«Tolérance-zéro » pour les auteurs des traitements inhumains

La vice-ministre des Droits humains, Maguy Sakina Binti, a clôturé, hier lundi 28 octobre 2013 à l’hôtel Sulutani, l’atelier de vulgarisation de la loi criminalisant la torture dans la ville-province de Kinshasa. Session convoquée pour consolider le respect des droits humains et la lutte contre l’impunité dans notre pays, elle avait aussi pour objectif de lancer officiellement l’« Entité provinciale de Liaison des Droits de l’Homme ». Il s’agit d’une structure étatique favorisant le dialogue entre autorités provinciales et la Société civile sur les questions des droits de l’homme.

En effet, a souligné la vice-ministre à l’issue de cet atelier, cette Entité provinciale est un cadre de concertation qui va permettre d’examiner tous les problèmes de proximité inhérents aux droits de l’homme et d’en proposer des solutions. « Je souhaite que chaque service ici représenté comprenne la portée de sa mission en Province en vue de consolider ce cadre de dialoguer constructif, permanent et tripartite entre les autorités provinciales, les ONG des Droits Humains locales et le Bureau Conjoint des Nations-Unies pour les Droits de l’Homme(BCNUDH) » a-t-elle indiqué, avant d’insister sur la prise de conscience de chacun des participants à ce forum, afin que sa mise en œuvre soit effective.

Déjà installés dans les 10 autres provinces du pays, ces bureaux sont présidés par les gouverneurs de province. Ils sont chargés d’examiner les problèmes de violations des droits de l’homme ; veiller au respect, par toutes les parties, des obligations en matières des droits de l’homme en RDC ; et enfin, d’évaluer les activités provinciales dans le domaine des droits de l’homme.  Kinshasa a donc bouclé hier cette campagne de sensibilisation et d’implantation desdites « Entités provinciales ».

 Tortures : de l’impunité à la sanction      

 Ayant pris part à cet atelier, les officiers de l’armée nationale, de la Police nationale congolaise, des cadres des Services de sécurité (ANR et DGM), des magistrats et autres agents de l’Administration publique ont été sensibilisés sur la loi n°011/008 du 09 juillet 2011, portant criminalisation de la torture à travers les provinces du pays.

En substance, croit-on savoir, les récipiendaires ont été sensibilisés sur l’éthique et déontologie des officiers des FARDC et de la police nationale, cadres et agents des services de sécurité dans la lutte contre la torture, par l’Auditeur Supérieur Militaire. De même, une leçon sur la contribution du Parquet dans la lutte contre la torture a été dispensée par le Procureur général. A cela, il faudrait ajouter la mise en niveau des participants sur les instruments internationaux de lutte contre la torture par le BCNUDH/Kinshasa et l’établissement d’un Etat des lieux de la lutte en faveur de la dépénalisation de la torture dans la ville de Kinshasa.

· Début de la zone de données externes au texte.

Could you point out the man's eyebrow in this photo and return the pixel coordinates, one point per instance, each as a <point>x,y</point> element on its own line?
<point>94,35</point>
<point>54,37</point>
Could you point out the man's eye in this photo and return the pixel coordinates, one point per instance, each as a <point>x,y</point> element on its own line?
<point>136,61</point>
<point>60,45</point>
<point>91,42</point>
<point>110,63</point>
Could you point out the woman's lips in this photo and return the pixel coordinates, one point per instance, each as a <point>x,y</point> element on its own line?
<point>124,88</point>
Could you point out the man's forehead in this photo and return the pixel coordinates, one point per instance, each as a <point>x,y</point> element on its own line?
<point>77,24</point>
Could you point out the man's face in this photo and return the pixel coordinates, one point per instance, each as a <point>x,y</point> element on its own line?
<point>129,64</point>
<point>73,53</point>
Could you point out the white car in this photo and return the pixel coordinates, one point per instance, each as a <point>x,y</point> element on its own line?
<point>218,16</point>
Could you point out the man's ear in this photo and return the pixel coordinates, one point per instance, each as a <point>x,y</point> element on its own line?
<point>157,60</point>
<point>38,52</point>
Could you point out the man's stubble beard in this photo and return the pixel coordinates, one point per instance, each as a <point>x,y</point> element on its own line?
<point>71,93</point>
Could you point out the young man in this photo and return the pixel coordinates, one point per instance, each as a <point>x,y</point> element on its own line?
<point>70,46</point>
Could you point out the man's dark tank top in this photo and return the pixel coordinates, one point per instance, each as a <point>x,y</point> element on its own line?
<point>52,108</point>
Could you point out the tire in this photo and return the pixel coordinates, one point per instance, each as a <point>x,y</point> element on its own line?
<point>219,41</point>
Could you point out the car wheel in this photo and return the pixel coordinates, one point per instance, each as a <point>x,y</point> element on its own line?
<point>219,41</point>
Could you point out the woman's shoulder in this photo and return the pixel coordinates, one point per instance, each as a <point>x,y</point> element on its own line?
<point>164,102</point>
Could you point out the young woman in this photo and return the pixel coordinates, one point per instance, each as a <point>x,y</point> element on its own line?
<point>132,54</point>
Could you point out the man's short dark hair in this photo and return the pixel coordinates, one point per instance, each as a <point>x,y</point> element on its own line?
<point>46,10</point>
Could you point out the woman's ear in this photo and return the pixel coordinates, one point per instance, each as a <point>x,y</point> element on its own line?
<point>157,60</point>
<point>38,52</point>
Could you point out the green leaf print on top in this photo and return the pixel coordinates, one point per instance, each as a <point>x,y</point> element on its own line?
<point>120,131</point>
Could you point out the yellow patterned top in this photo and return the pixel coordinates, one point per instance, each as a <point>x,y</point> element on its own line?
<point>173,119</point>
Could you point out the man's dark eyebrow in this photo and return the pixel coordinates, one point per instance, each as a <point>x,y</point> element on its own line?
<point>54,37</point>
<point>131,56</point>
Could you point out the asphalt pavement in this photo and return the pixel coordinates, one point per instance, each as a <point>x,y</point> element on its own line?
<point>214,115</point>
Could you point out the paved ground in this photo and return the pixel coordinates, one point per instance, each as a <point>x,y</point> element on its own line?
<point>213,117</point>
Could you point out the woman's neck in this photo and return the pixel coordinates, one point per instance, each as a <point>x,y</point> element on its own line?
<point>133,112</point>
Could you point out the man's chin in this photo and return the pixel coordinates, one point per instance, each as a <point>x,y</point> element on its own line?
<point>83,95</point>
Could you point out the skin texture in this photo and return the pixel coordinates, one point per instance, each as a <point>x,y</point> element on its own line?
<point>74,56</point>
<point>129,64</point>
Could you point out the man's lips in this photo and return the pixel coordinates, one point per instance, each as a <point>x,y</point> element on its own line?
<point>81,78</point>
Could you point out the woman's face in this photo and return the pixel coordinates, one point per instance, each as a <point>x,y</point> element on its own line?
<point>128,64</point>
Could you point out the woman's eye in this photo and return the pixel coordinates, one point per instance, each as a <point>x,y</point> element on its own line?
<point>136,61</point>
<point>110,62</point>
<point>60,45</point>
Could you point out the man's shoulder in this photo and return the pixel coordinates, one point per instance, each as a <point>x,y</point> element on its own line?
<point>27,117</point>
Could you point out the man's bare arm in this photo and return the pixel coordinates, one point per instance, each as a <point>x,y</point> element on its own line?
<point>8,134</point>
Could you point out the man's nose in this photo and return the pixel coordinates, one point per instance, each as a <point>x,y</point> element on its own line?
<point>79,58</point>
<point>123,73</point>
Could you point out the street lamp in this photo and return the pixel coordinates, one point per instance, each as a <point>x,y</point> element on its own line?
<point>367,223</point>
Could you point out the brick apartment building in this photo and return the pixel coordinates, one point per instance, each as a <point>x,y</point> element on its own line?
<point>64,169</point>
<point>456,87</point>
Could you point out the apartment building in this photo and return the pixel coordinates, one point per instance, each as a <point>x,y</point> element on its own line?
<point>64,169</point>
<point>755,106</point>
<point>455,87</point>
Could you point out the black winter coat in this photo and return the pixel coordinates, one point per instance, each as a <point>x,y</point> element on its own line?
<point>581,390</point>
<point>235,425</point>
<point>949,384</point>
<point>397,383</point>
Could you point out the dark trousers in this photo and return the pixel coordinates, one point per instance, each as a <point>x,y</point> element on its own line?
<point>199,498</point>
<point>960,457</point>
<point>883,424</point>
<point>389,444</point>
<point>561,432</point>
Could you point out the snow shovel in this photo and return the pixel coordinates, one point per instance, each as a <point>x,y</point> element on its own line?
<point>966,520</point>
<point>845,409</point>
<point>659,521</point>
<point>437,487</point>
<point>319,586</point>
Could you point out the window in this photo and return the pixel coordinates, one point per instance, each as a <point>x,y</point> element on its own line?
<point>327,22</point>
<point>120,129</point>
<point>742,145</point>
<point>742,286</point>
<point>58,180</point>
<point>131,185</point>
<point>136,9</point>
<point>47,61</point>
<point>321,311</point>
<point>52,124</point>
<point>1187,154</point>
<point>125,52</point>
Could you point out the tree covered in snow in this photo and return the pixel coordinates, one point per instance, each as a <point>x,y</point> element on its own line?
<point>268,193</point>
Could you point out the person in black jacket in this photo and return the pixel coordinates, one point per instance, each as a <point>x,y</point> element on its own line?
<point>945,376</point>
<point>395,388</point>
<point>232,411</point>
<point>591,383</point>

Invitée à répondre sur les causes à la base de la torture, une participante, Me Nathalie Nansha Mukendi Muganguzi du Réseau Equitas, en a révélé plusieurs origines, notamment l’ignorance, le manque ou l’insuffisance d’enquête, l’abus du pouvoir, l’impunité, la volonté d’obtenir coûte que coûte des aveux, le règlement des comptes, la cupidité, la mauvaise gestion de la chose publique, la pauvreté, le non respect des règles juridiques, la banalisation de la loi, le  non entretien des lieux carcéraux, le clientélisme, etc.

Somme toute, d’une seule voix, les participants ont, à l’issue de cet atelier, pris la résolution de contribuer davantage à la vulgarisation de la loi portant criminalisation de la torture.